The audience comprised many of South Africa's top black financial talent.
"It's going to take a long time to repair the ills of our society, but our target is to develop skills."
Direct ownership of banks and financial institutions was not as simple as making shares available, he said.
These shares had to be funded, which had already happened, as part of the agreement of the financial sector charter -- a transformation charter in terms of the Broad-Based Black Economic Empowerment Act.
This could not happen again as investors would lose interest in South Africa if they had to continually fund equity deals, he said.
"I was one of the founders of Investec, but I [only] own 0.8 percent of the shares. The majority of shares are owned by foreign investors, pension funds, or asset management companies."
Koseff related stories of international entrepreneurs who had started small and worked, over decades, to build international empires.
What the country needed, he said, were entrepreneurs who started small business, and to do this they needed skills.
"Education in the hard sciences is where we have to start."
The global competitiveness of South Africa's banking sector was rated second in the world, which was in stark contrast to developed countries in Europe needing bailouts.
"Banks need to be owned by people who can help out in a crisis," he said.
In Europe and the United States, for instance, shareholders were not strong and had needed government bailouts.
"And when governments can't do this the whole of society suffers. At the end of this month there is a good chance civil servants in Greece won't be paid because there is no money."
That was a direct result of a weak banking sector.
As a society South Africa needed to ask how it could get children, especially black children, into maths and science so they could flow into "hard science" careers where there were dramatic skills shortages.

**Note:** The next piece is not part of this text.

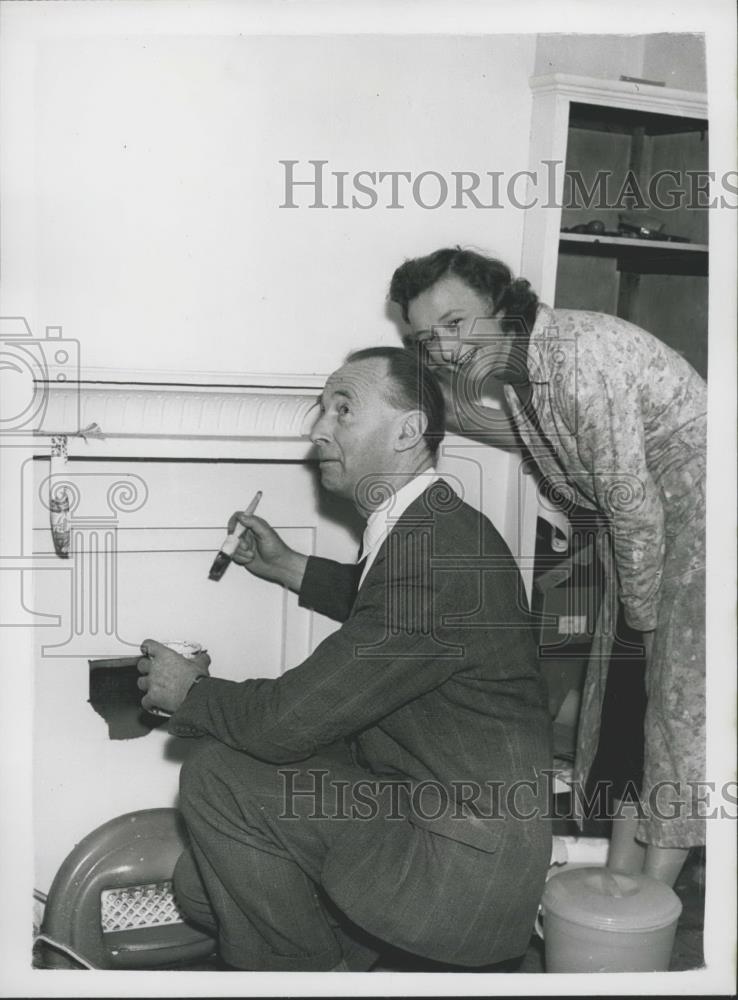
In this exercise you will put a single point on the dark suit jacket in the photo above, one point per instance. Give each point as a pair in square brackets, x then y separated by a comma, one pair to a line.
[433, 678]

Responding to BMF deputy president Tembakazi Mnyaka, who in her introduction said there was window dressing in South Africa's financial sector and not enough black people in core areas like risk and credit, Koseff said: "We need black skills."
Of the 34,000 qualified Chartered Accountants in South Africa 27,000 were white, 3000 were Indian, 2200 were black, and 900 coloured.
Black risk managers existed, but they were "like gold", he said, poached quickly between firms for huge salaries or running their own businesses.
"Investec trains people and they leave, and we are happy to do this because they are part of our alumni. They go into other businesses with Investec on their CVs. It's something that's happening across the financial sector," he said.